Cependant, quelques pistes boueuses et désertes coupaient à travers la taïga sur des milliers de lieux, reliant les villes et les villages entre eux. C'est sur l'une de ces routes prises en tenailles par les pins que filait une diligence kislévite. Tirée par six chevaux robustes, elle avançait à vive allure malgré les nids de poules et les branchages qui jonchaient la route, comme pour sortir le plus rapidement possible de ces bois oppressants. Ses grandes roues traçaient des sillons parfaitement parallèle dans le sol noir moucheté de blanc alors que les essieux tournaient sur eux même à une allure folle. Les chevaux de trait portaient de lourds colliers d'épaule et des oeillères en cuir. Ils renâclaient en tractant le lourd attelage et leur souffle faisait des volutes blancs dans l'air glacé de ce premier matin d'hiver. Le cocher, emmitouflé dans un manteau de fourrure à plusieurs épaisseurs, claquait son fouet dans l'air en faisant des appels de voix pour faire tenir le rythme aux bêtes. Il portait un béret bordé de fourrure brune et orné d'une plume d'oie. Ses moustaches grises en crosse de fusil lui tombaient de chaque côté de la bouche. Contre son siège, à portée de main, reposaient un vieux mousquet impérial et une épée dans son fourreau. Des coffres et des malles étaient retenus sur le toit de la diligence par un système de bâches en peau et de cordages les empêchant de chuter ou de prendre la pluie. Par dessus dormait un jeune homme recouvert par une multitude de couvertures de laine et de fourrure. Seuls sa tête et sa longue chevelure brune émergeaient de ce petit tas douillet et tressautaient lorsque les roues passaient au dessus d'un trou, sur la piste, sans le réveiller pour autant. Enfin, à l'arrière de la diligence, un autre homme chaudement habillé se tenait assit, une arbalète sur les genoux, surveillant les alentours. Il se frottait les mains et soufflait dedans pour les réchauffer, son cou nu rentré dans les épaules. Il avait une barbe blonde et taillée et portait une chapka en fourrure de loup sur la tête, les baleines rabattues sur les oreilles. Il baissa par moment son regard bleu sur le coursier noir qui galopait derrière l'attelage, attaché à l'essieu arrière par une longe. Le garde supposait, à raison, que c'était la monture de l'un des riches qui voyageait dans la diligence, au chaud, plutôt que de galoper dans l'air glacé.
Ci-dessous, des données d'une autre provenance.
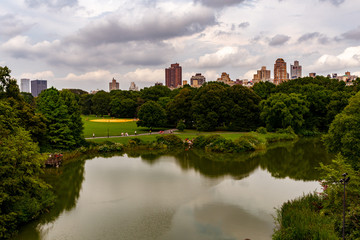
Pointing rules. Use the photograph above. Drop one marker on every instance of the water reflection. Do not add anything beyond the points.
(178, 192)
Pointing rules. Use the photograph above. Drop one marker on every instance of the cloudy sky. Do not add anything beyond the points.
(85, 43)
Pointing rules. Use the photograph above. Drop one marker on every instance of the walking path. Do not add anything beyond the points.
(140, 134)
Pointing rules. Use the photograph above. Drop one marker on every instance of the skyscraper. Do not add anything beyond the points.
(173, 76)
(280, 74)
(295, 70)
(37, 86)
(262, 75)
(113, 85)
(25, 85)
(197, 80)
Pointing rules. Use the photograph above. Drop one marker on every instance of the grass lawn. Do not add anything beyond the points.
(101, 129)
(185, 134)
Dans le coche, justement, étaient assises trois personnes. La première était une jeune femme aux cheveux d'un noirs de jais, d'une beauté froide. Sa moue sévère et ses yeux sombres profonds et soulignés de noir lui donnaient un air d'impératrice mécontente alors qu'elle regardait le paysage monotone défiler à travers les vitres sales, le menton légèrement levé. Elle respirait la fierté et le sens du devoir et sa pèlerine en fourrure d'ours ne faisait que renforcer cette image de femme forte. Face à elle étaient installés deux hommes sensiblement différents. Le premier était un petit personnage rondouillard au visage bouffit et gras. Ses habits de laine bleue moulaient son ventre bombé sur lequel étaient croisée des mains potelées et garnies de bagues. La tête rejetée contre le dossier miteux, il ronflait la bouge ouverte en laissant voir quelques dents en or. Quelques poils poussaient sur son nez en forme de pomme de terre et sur le bord de ses oreilles. Il avait dormit pendant tout le voyage, depuis qu'il avaient quitté l'auberge de Zoishenk, la veille au soir. Le jeune homme qui était assit de l'autre côté était, lui, d'une grande allure. Ses cheveux noirs et ondulés tombaient sur des épaules musclées couvertes par un long manteau sombre et élégant. Son regard bleu acier se posait tantôt sur la jeune femme, tantôt sur le paysage et ses mains aux doigts fins jouaient silencieusement avec une bague d'or incrustée d'un rubis. La cabine autour d'eux avait une allure misérable. Les sièges étaient usés et par les trous sortait le rembourrage en laine sale. Les vitres étaient sales ou fêlées - souvent les deux en même temps - et les rideaux miteux étaient plein de poussière et de tâches brunâtres. Pour ajouter à l'inconfort auquel faisaient face les trois passagers, la diligence ne cessait de tressauter et de vibrer à mesure qu'elle progressait sur la piste couverte de cailloux et d'autres obstacles. Mais il ne fallait pas s'entendre à un meilleur service quand on voulait se rendre dans les lointaines marches du Nord et cela les trois personnages le savaient parfaitement.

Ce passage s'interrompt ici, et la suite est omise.